M. Fioretti wrote:

Isn't this because there is no market for them, that is the fact that
they are scientific *instruments*, not stuff you could need at home or
sell at the mall? I am all for basic research, but again, does this
apply?

This is like expensive pharmaceutical labs. I'm not saying that the accelerator itself would be patented, anymore than pharmaceutical labs are patented. The point is that nuclear research is expensive, just like pharmaceutical research, because they require expensive equipment. Ditto for astronomy, solar cells, fusion, cars, microprocessors etc. Even when the derivatives of those do have market applications.

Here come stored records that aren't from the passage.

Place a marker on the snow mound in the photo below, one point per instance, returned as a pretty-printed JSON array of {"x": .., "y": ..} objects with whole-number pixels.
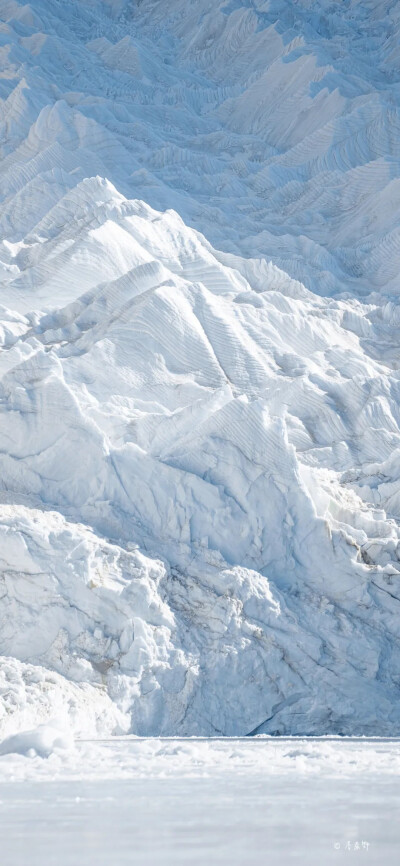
[{"x": 41, "y": 742}]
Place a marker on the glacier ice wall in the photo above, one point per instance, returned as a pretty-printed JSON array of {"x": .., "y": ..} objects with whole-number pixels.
[{"x": 199, "y": 449}]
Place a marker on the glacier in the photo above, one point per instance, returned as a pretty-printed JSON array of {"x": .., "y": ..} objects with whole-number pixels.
[{"x": 199, "y": 367}]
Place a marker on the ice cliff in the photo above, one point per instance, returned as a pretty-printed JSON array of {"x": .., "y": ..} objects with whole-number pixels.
[{"x": 199, "y": 366}]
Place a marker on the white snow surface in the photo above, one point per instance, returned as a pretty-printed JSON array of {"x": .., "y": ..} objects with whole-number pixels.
[{"x": 199, "y": 449}]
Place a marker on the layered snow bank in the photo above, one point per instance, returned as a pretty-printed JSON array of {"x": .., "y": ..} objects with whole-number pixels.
[
  {"x": 272, "y": 127},
  {"x": 199, "y": 458}
]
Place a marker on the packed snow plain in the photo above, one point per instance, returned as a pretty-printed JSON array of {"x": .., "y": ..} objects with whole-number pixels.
[{"x": 199, "y": 386}]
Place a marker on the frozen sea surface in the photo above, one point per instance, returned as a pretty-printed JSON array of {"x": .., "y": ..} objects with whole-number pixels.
[{"x": 198, "y": 801}]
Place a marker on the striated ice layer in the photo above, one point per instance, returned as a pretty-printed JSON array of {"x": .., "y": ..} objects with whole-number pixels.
[{"x": 199, "y": 456}]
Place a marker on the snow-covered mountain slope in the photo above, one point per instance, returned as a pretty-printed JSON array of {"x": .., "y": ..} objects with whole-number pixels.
[{"x": 199, "y": 457}]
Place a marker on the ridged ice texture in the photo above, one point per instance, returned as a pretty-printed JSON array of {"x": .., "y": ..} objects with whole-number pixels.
[{"x": 199, "y": 456}]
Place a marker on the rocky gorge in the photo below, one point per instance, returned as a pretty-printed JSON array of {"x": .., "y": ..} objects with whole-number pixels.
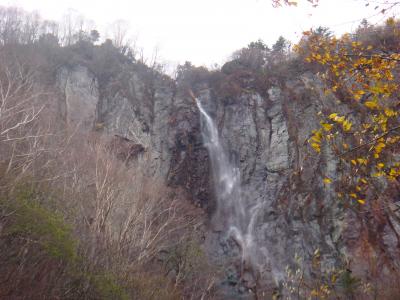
[{"x": 264, "y": 131}]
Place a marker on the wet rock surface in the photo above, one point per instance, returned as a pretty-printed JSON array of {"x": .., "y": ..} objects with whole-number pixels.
[{"x": 265, "y": 135}]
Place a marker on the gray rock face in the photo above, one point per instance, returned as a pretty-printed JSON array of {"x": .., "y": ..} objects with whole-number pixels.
[
  {"x": 81, "y": 94},
  {"x": 266, "y": 136}
]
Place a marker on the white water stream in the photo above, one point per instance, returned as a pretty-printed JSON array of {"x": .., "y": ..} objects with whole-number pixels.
[{"x": 238, "y": 220}]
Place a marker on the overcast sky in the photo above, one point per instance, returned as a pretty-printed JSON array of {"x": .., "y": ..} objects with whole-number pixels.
[{"x": 205, "y": 31}]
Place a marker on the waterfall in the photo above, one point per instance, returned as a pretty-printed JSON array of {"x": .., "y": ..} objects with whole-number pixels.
[{"x": 238, "y": 220}]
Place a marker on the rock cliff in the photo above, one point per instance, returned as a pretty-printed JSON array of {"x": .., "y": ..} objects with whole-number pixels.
[{"x": 265, "y": 133}]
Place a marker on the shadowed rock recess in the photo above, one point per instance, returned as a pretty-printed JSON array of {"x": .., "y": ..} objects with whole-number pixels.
[{"x": 263, "y": 129}]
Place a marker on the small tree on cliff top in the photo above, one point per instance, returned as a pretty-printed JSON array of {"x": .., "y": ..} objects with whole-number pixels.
[{"x": 364, "y": 75}]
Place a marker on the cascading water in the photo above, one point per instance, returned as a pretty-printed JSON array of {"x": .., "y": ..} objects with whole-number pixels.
[{"x": 238, "y": 221}]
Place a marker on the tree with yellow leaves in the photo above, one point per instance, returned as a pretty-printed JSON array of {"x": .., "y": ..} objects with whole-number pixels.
[{"x": 364, "y": 76}]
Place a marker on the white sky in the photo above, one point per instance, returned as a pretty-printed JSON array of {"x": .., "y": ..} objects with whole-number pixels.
[{"x": 205, "y": 31}]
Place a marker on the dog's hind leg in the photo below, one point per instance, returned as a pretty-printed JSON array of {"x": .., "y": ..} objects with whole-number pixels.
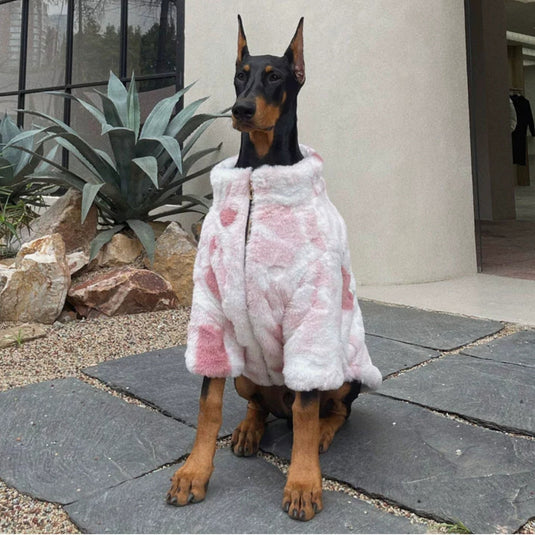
[
  {"x": 336, "y": 407},
  {"x": 190, "y": 482},
  {"x": 246, "y": 437}
]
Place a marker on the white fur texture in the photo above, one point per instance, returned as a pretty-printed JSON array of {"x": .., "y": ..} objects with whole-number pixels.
[{"x": 279, "y": 307}]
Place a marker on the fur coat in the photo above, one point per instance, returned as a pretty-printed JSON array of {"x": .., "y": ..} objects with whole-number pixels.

They still grow progress in incremental steps. It's also interesting
to note that new fules, cars and microprocessors also don't have the
secretive model you described

Examples?

x86 processor, solar cells, fusion technology, cars, fuel cells.


The architecture of a new
microprocessor can be drawn on a piece of paper,

The issue is cost. That drawing (which would not fit on any piece of paper I know of) is very expensive to do. The point is not whether you need a huge facility to design a microprocessor, but whether there is a heavy capital investment before you get any money back.

So yes, actually, it definitely scales, all the way up to the
largest projects ever made.

Like what? The pyramids and the gothic cathedrals? Things that, like
accelerators and the telescopes you also mentioned, had no private
use?

Where does "private" come from? Private use has nothing to do with monopoly rights. Intel is a private company, so are car companies and many fuel companies. And the products they make are for priate use. The point is over the use of patents to get a monopoly. They don't.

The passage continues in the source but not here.